地底獣国

雪山の絆の地底獣国のレビュー・感想・評価

雪山の絆(2023年製作の映画)
3.8
今はupすべきじゃないのでは?とも思ったが災害サバイバルもの、という事で。

「ウルグアイ空軍機571便遭難事故」が劇映画として製作されるのは本作で三度目。ドキュメンタリーはWikipediaに掲載されているのは3本だが、テレビ番組のいちエピソードとかを含めると大量にあるかも。

過去に作られた映画は未見なんで比較はできないが、山の怖さ、自然の容赦無さをこれでもか、とばかり喰らってぐったり。犠牲者の名前と享年を一人ひとりテロップで出すのと、終盤生存者の名前二回ずつ読み上げる場面もずしりと堪える。

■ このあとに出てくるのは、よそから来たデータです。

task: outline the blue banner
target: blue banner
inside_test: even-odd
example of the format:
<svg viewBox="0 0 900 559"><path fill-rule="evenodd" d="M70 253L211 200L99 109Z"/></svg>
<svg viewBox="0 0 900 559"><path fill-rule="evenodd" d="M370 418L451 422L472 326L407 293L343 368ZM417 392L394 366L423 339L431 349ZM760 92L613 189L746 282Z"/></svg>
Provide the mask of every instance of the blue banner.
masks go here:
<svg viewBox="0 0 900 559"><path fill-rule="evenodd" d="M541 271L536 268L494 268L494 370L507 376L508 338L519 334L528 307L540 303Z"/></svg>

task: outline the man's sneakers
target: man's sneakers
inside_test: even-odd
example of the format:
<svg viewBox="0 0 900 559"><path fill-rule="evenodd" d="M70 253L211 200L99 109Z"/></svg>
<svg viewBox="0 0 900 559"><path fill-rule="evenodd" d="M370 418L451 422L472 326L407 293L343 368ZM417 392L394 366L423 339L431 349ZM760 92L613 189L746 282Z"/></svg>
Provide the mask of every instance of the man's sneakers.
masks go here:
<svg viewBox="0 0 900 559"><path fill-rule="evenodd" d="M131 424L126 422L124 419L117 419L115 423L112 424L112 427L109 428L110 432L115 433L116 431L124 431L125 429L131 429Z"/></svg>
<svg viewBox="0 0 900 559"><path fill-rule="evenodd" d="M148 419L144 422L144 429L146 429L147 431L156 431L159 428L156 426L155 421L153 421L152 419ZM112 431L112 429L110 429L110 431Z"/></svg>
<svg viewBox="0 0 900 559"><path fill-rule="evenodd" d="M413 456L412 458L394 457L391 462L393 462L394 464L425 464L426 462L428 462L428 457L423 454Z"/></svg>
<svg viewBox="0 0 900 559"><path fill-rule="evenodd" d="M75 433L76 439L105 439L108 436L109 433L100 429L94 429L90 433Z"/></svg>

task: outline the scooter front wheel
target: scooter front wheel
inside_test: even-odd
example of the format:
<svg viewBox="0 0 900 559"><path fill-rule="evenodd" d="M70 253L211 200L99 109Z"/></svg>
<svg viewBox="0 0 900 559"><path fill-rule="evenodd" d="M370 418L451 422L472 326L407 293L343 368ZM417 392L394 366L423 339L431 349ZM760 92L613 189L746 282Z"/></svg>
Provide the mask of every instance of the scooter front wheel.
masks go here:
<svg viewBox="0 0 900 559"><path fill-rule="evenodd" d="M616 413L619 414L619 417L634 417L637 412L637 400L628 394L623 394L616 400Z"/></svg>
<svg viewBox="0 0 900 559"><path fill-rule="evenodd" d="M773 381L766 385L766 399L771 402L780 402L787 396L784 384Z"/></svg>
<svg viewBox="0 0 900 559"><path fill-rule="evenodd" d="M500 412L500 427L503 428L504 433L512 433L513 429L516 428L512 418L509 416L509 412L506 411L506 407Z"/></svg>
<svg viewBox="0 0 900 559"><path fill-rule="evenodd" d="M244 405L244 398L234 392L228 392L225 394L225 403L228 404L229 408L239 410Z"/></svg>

飛行機が出発するまでが長すぎんか?とか逆にフライトの過程を端折り過ぎじゃね?とか最初思ったが、教会のシーンで「イエスの血と肉」の話をしていたりと、ちゃんと前振りをしていたんだった。

で、この事故を扱うにおいて避けては通れないセンシティブな部分、「聖餐」については、そこに至る葛藤を描くことに重きを置いて、刺激の強い描写は控えられている。その点に不満が無くはないが、興味本位に消費させまいとする姿勢、関係者への配慮と考えれば納得はできるし、ボーダーラインギリ手前ぐらいの表現はしている。アルトゥーロが「信仰は今までにないぐらい強くなってる、だが俺が信じるのはお前の神じゃない(うろ覚え)」と語る場面が白眉。

本作と続けて「豚」を観てしまい、なんというか色々複雑な思いが頭の中を駆け巡り整理がつかない(いま豚って書いた途端に「ゆきゆきて神軍」思い起こした)。